If you call __syncthreads() or __threadfence() within some conditional code (i.e., code which not all threads will reach), the resulting behavior is undefined. You’ll need to modify your control flow a bit to avoid that.

Thanks a lot,

I heard about __syncthreads() within conditional code. Is it really a problem if a thread returns in between? I’d like to do some more testing around this… or maybe someone already did?

Now I’ve found the answer to my question (indeed in the cuda reduction paper!):

http://developer.download.nvidia.com/compute/cuda/1_1/Website/projects/reduction/doc/reduction.pdf

page 4: “But CUDA has no global synchronization.”

And they explain why:

__threadfence() allows your writes to be visible by all threads running at that specific time on the GPU. The GPU can hold a limited number of living threads, and other threads can be waiting to be spawned. In that case, it’s oubviously not possible to expect global synchrnonization (like I did!), and there is no way for the first running threads to read what the last one wrote!

And no, the reduction I’m looking for is not just a typical reduction scheme; I need to keep the intermediary values.

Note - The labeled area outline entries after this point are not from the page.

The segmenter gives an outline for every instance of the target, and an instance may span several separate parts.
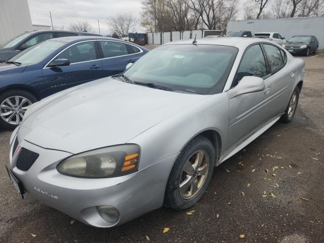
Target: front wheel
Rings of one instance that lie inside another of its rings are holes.
[[[0,128],[15,129],[22,121],[28,107],[36,101],[34,96],[23,90],[8,90],[1,94]]]
[[[208,186],[215,160],[215,149],[208,139],[199,136],[189,142],[171,170],[165,206],[183,210],[198,201]]]
[[[289,103],[286,109],[285,114],[284,114],[281,117],[282,120],[285,123],[289,123],[293,120],[293,118],[296,113],[296,110],[297,109],[299,99],[299,89],[298,87],[296,87],[290,98]]]

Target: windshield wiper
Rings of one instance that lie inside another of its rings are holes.
[[[143,82],[134,82],[133,84],[135,84],[136,85],[143,85],[144,86],[147,86],[148,87],[153,88],[154,89],[158,89],[159,90],[166,90],[168,91],[173,91],[173,90],[172,90],[172,89],[170,88],[166,87],[165,86],[161,86],[160,85],[155,85],[153,83],[143,83]]]
[[[15,62],[14,61],[8,61],[8,62],[6,62],[6,63],[8,63],[8,64],[12,63],[13,64],[15,64],[16,66],[20,66],[21,65],[21,62]]]
[[[118,74],[114,75],[113,76],[111,76],[111,77],[122,77],[124,78],[124,80],[122,80],[123,82],[129,83],[130,84],[134,84],[130,78],[127,77],[125,75],[119,73]]]

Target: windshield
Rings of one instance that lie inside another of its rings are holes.
[[[222,92],[237,49],[225,46],[168,45],[145,54],[124,75],[174,91],[205,95]]]
[[[263,38],[266,39],[270,37],[270,34],[266,34],[264,33],[261,34],[255,34],[254,35],[253,35],[253,37],[254,38]]]
[[[293,36],[288,42],[309,42],[310,41],[310,36]]]
[[[13,38],[10,39],[8,42],[5,43],[1,46],[1,48],[9,48],[10,47],[14,47],[25,38],[30,35],[30,33],[23,33],[22,34],[20,34],[19,35],[17,35],[17,36],[15,36]]]
[[[28,48],[8,60],[17,62],[22,65],[31,65],[39,62],[49,55],[60,47],[66,44],[66,42],[47,40]]]

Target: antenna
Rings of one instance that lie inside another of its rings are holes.
[[[193,44],[195,44],[196,43],[197,43],[197,41],[196,40],[196,37],[197,37],[197,34],[196,34],[196,35],[194,36],[194,39],[192,42]]]

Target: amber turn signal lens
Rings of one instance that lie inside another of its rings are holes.
[[[138,154],[134,153],[125,156],[125,161],[122,168],[122,171],[126,171],[135,168],[137,166]]]

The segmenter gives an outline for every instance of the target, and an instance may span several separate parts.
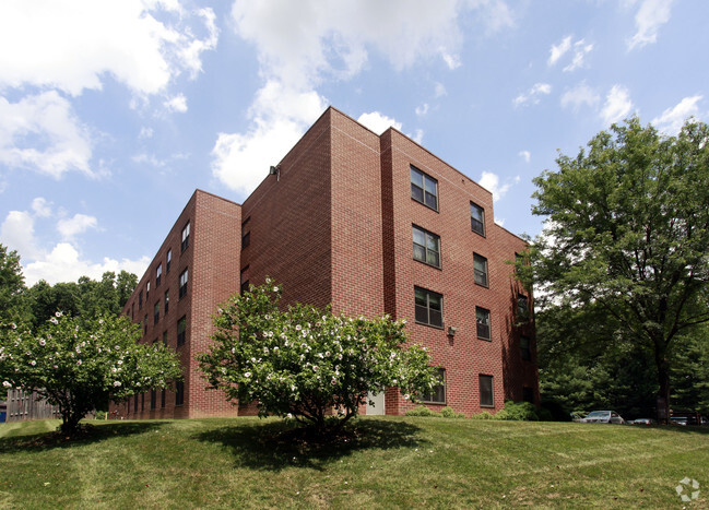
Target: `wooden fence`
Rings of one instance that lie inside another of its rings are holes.
[[[49,405],[46,400],[38,400],[34,392],[8,390],[8,422],[50,418],[61,418],[58,406]]]

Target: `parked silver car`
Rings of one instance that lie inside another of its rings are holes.
[[[615,411],[591,411],[581,420],[584,424],[624,424],[625,419]]]

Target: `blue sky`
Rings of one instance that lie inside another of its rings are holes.
[[[196,188],[243,202],[329,105],[533,236],[557,151],[707,121],[708,24],[705,0],[3,0],[0,242],[29,285],[140,276]]]

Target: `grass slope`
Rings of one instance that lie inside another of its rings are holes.
[[[1,424],[0,508],[709,508],[692,427],[377,417],[318,448],[273,418],[96,424]]]

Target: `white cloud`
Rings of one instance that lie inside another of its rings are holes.
[[[35,220],[27,211],[10,211],[0,226],[0,240],[23,258],[40,253],[35,239]]]
[[[572,43],[572,37],[570,35],[566,36],[558,45],[552,45],[547,63],[550,66],[556,64],[571,49],[571,63],[564,68],[565,72],[575,71],[579,68],[582,68],[584,64],[583,59],[593,50],[593,45],[587,44],[586,39],[579,39],[576,43]]]
[[[56,91],[26,96],[17,103],[0,96],[1,164],[35,169],[55,178],[69,170],[93,176],[91,156],[88,130]]]
[[[193,17],[206,27],[204,39],[192,34]],[[0,48],[12,51],[0,51],[0,85],[79,95],[99,90],[110,74],[138,94],[154,94],[182,70],[198,73],[216,38],[211,9],[186,12],[178,1],[4,1]]]
[[[81,276],[101,280],[106,271],[129,271],[139,276],[145,272],[150,259],[142,257],[139,260],[122,259],[120,261],[104,258],[102,262],[91,262],[82,259],[81,253],[69,242],[59,242],[52,250],[43,257],[24,264],[24,275],[27,285],[34,285],[39,280],[49,284],[57,282],[75,282]]]
[[[150,263],[147,257],[120,261],[104,258],[101,263],[95,263],[82,258],[71,240],[58,242],[50,250],[43,249],[35,236],[35,221],[49,217],[49,205],[43,198],[36,198],[32,209],[34,215],[27,211],[10,211],[0,226],[0,242],[20,253],[26,285],[32,286],[39,280],[52,285],[57,282],[75,282],[84,275],[97,280],[106,271],[126,270],[139,275],[145,272]],[[87,228],[95,228],[96,223],[93,216],[75,214],[71,220],[60,221],[58,229],[69,239]]]
[[[652,124],[664,133],[676,135],[685,120],[699,116],[698,103],[701,99],[700,95],[685,97],[677,105],[664,110],[660,117],[652,119]]]
[[[509,191],[512,185],[516,185],[519,181],[520,178],[518,176],[515,179],[512,179],[512,182],[510,182],[508,179],[507,182],[501,185],[499,181],[499,176],[497,174],[494,174],[492,171],[483,171],[477,183],[483,188],[485,188],[486,190],[491,191],[493,193],[493,202],[497,202],[499,199],[505,197],[505,194]]]
[[[605,104],[601,109],[601,117],[603,122],[612,124],[619,122],[630,115],[633,110],[633,102],[630,100],[630,93],[623,85],[613,85],[611,92],[605,97]]]
[[[178,94],[175,97],[169,98],[163,103],[165,108],[169,111],[177,111],[178,114],[184,114],[187,111],[187,97],[184,94]]]
[[[571,36],[566,36],[558,45],[552,45],[547,63],[554,66],[566,52],[571,49]]]
[[[71,218],[59,220],[57,222],[57,229],[64,240],[71,240],[79,234],[83,234],[87,229],[96,228],[97,226],[98,220],[86,214],[74,214]]]
[[[51,203],[47,202],[43,197],[37,197],[32,201],[32,210],[37,217],[51,216]]]
[[[249,109],[250,129],[218,134],[213,175],[234,190],[251,192],[324,109],[316,86],[356,75],[371,51],[398,70],[428,58],[454,69],[464,9],[474,10],[488,28],[507,24],[505,3],[492,0],[234,1],[234,31],[256,47],[265,84]],[[444,93],[437,84],[436,95]]]
[[[370,114],[362,114],[357,119],[357,122],[364,124],[366,128],[369,128],[377,134],[383,133],[389,128],[394,128],[401,131],[401,122],[387,117],[386,115],[380,114],[379,111],[373,111]]]
[[[595,108],[600,100],[601,97],[599,94],[588,86],[586,82],[581,82],[562,95],[562,107],[579,109],[581,106],[586,105]]]
[[[548,83],[535,83],[532,88],[515,97],[515,99],[512,99],[512,104],[515,106],[524,106],[529,103],[536,105],[540,103],[542,95],[548,95],[551,93],[552,85],[550,85]]]
[[[428,103],[417,106],[415,111],[417,117],[425,117],[428,114]]]
[[[670,21],[671,8],[672,0],[642,0],[635,15],[637,32],[628,41],[628,49],[655,43],[660,26]]]
[[[250,193],[324,108],[316,92],[298,93],[268,82],[249,111],[251,130],[218,134],[212,149],[213,175],[231,189]]]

Then you’re looking for a “scan”, not a reduction. There’s an example project for this in the CUDA SDK, and I believe Thrust includes “scan” functionality as well.

Hello,

I am not sure what is the problem in your case, but I have successfully used the example from the programming guide (section with the threadfence() functions) for doing a sum.

First there is summation (reduction operation) inside each block, then use thread fence to write the results (one number for one block to the global array). Now there is an array of size equal to the number of blocks, which I sum again to give one number using on block only.